Somente em Viçosa das Minas Gerais que entendi da importância desses caras pra música nacional. Um porque era famoso "pracarai" e referência no movimento da jovem-guarda e o outro porque eu me tornara um daqueles malucos. Terminando a faculdade e o mundo de descobertas musicais (apenas musicais, no máximo transcendentais!) fui-me embora para Manaus trabalhar com Terceiro Setor. Fiquei pouco por lá, pois não dei conta da saudade, da tapioca pela manhã e nem dos carapanãs. Eita terrinha boa, gente boa, oportunidades e tal, mas algo dizia que tinha algo maior me esperando em outro lugar.

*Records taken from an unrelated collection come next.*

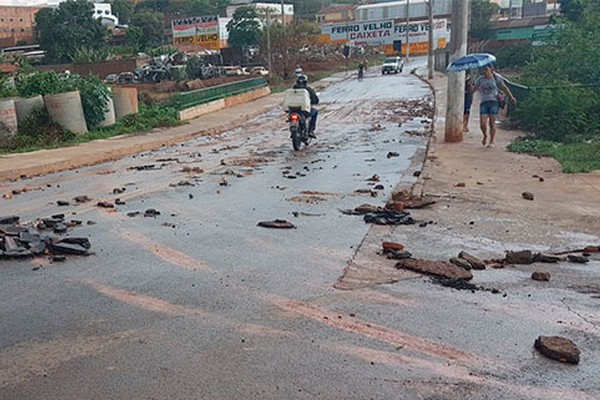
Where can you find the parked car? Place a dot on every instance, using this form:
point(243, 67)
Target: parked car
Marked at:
point(235, 71)
point(392, 64)
point(262, 71)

De volta ao estado natal em 2005, desta vez na capital, comecei a me inscrever nuns festivais, fazer umas festinhas e tocar nuns barzinhos. Foi quando resolvi que a vida de 08 da manhã às 06 da tarde não era pra mim. Em 2007 formei o Tabacarana com Andrey Junca, um puta baixista que me apresentou outro músico sensacional, Thiago Vieira, baterista. O Tabacarana até hoje faz o que nos propomos a fazer desde o início: música pra dançar ao som de um powertrio! Disco lançado e turnê por 4 países da Europa, tocando nas casas e festivais mais conceituados de música brasileira nós estamos firmes na missão, na batalha.
O lance foi que muitas músicas que eu compunha não cabiam no repertório da banda e eu sentia que queria experimentar outras sonoridades pra essas composições. Convidei o guitarrista e produtor Rodolfo Simor para missão comigo e depois de alguns experimentos saiu o "O que meu samba tem".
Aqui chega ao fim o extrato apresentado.